|Year : 2019 | Volume
| Issue : 2 | Page : 123-126
Correlation of Inflammatory Markers and Disease Severity with Cardiovascular Autonomic Dysfunction in Indian Patients with Rheumatoid Arthritis
Mohan Babu Saminathan1, Renuka Sharma1, Arun Gogna2, Anita Rani3, Raj Kapoor1
1 Department of Physiology, Vardhman Mahavir Medical College and Safdarjung Hospital, New Delhi, India
2 Department of Medicine, Vardhman Mahavir Medical College and Safdarjung Hospital, New Delhi, India
3 Department of Biochemistry, Vardhman Mahavir Medical College and Safdarjung Hospital, New Delhi, India
|Date of Web Publication||8-Jul-2019|
Dr. Mohan Babu Saminathan
Room No. 14, RDA Hostel, Vardhman Mahavir Medical College and Safdarjung Hospital, New Delhi
Source of Support: None, Conflict of Interest: None
Background: RA is an autoimmune disease characterized by chronic systemic inflammation, affecting approximately 1% of the population. Cardiovascular disease accounts for more than 40% of mortality in RA with cardiovascular autonomic nervous system dysfunction being commonly observed. Since few studies are available regarding the status of cardiac autonomic function in RA, we planned to study the same in RA patients and correlate it with their level of inflammatory markers and disease severity.

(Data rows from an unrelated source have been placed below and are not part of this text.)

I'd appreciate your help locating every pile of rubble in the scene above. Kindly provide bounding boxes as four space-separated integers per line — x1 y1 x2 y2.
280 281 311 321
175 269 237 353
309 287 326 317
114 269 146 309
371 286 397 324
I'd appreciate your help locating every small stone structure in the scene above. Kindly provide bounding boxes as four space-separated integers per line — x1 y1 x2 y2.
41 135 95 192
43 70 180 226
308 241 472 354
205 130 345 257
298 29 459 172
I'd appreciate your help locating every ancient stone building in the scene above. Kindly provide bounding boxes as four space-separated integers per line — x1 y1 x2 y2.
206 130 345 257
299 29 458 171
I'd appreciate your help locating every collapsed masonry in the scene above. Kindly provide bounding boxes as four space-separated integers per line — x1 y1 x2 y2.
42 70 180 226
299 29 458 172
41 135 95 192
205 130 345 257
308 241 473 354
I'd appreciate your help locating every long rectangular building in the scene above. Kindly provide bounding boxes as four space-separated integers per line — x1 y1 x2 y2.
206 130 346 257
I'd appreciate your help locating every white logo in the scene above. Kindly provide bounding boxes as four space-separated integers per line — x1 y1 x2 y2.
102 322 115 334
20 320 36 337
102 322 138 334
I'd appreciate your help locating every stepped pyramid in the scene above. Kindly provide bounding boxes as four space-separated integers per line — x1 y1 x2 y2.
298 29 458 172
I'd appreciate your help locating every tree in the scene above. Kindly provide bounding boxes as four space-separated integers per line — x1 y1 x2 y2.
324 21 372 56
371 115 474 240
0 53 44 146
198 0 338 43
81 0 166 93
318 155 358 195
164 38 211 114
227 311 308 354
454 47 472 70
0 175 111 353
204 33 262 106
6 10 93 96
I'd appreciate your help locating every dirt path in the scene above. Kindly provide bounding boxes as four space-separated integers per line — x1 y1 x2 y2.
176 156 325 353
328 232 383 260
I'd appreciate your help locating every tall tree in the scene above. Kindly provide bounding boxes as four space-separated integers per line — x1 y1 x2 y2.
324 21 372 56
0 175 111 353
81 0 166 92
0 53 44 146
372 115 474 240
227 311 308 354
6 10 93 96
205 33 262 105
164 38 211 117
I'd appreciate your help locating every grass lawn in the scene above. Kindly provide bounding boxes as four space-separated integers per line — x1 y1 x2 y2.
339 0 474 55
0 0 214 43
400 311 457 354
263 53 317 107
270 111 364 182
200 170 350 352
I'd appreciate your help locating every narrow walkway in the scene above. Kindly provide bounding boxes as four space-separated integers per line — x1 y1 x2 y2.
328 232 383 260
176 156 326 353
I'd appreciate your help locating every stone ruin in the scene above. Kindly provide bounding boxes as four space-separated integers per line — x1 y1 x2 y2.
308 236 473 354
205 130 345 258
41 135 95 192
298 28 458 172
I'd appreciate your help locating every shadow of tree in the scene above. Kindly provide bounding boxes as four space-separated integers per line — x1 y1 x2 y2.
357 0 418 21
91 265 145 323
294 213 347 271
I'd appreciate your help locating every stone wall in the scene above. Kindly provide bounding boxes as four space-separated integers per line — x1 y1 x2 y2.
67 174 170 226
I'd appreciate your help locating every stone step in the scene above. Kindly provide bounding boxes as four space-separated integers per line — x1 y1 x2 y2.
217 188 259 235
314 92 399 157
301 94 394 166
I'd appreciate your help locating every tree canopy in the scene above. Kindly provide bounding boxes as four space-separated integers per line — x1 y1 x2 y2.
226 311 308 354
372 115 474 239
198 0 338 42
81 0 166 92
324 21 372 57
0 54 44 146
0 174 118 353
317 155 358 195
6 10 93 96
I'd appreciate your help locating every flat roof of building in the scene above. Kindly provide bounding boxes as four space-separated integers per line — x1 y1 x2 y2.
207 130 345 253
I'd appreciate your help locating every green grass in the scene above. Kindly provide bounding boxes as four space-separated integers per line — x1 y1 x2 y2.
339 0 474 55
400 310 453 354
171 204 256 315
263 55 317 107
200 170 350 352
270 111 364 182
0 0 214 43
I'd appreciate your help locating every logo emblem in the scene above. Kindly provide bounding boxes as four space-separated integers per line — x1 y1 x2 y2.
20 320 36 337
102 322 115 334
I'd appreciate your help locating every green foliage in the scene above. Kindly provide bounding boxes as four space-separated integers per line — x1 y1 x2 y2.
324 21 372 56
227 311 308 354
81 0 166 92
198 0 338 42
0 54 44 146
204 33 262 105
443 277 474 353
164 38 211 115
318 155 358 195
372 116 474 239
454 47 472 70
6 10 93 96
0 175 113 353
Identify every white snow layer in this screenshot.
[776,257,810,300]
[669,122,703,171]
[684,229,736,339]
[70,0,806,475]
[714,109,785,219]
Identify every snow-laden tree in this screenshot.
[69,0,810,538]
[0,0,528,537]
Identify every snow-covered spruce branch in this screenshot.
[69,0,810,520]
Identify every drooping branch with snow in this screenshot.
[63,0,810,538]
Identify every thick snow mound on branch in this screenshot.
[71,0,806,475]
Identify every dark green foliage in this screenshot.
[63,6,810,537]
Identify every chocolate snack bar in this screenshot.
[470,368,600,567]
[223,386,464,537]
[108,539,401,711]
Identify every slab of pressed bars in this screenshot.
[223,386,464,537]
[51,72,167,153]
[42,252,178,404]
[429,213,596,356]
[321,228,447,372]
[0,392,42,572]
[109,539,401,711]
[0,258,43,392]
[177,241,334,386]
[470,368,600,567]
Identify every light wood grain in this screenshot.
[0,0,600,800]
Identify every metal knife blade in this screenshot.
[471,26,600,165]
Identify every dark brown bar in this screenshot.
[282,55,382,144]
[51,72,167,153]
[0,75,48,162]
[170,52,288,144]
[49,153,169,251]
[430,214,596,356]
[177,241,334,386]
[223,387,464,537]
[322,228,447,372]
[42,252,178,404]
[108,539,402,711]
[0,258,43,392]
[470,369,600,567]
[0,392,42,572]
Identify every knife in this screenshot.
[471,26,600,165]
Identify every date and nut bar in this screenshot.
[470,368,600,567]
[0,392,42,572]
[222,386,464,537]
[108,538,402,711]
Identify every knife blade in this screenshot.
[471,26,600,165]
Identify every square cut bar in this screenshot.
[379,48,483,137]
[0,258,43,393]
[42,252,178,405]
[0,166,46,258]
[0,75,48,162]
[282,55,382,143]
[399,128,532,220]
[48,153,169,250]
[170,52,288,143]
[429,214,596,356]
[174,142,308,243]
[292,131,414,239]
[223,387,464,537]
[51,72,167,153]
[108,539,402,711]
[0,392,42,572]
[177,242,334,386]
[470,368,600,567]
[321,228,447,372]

Objectives: 1. To study the heart rate variability, inflammatory markers in RA and controls. 2. To assess the correlation of inflammatory markers and disease severity with HRV.
Materials and Methods: The study was conducted on 35 diagnosed cases of RA and 35 controls. Short term heart rate variability was taken as an index of autonomic function. TNF-α and IL-10 were assessed in 3 ml overnight fasting serum. Severity of RA was assessed by DAS28 score.
Result: Disease severity of RA was low. LF, NN50 and RANGE were significantly decreased in RA patients. TNF-α was significantly elevated in RA patients. Correlation of TNF-α with LF/HF ratio and DAS28 with RMSSD, NN50 and HF were found to be significantly positive.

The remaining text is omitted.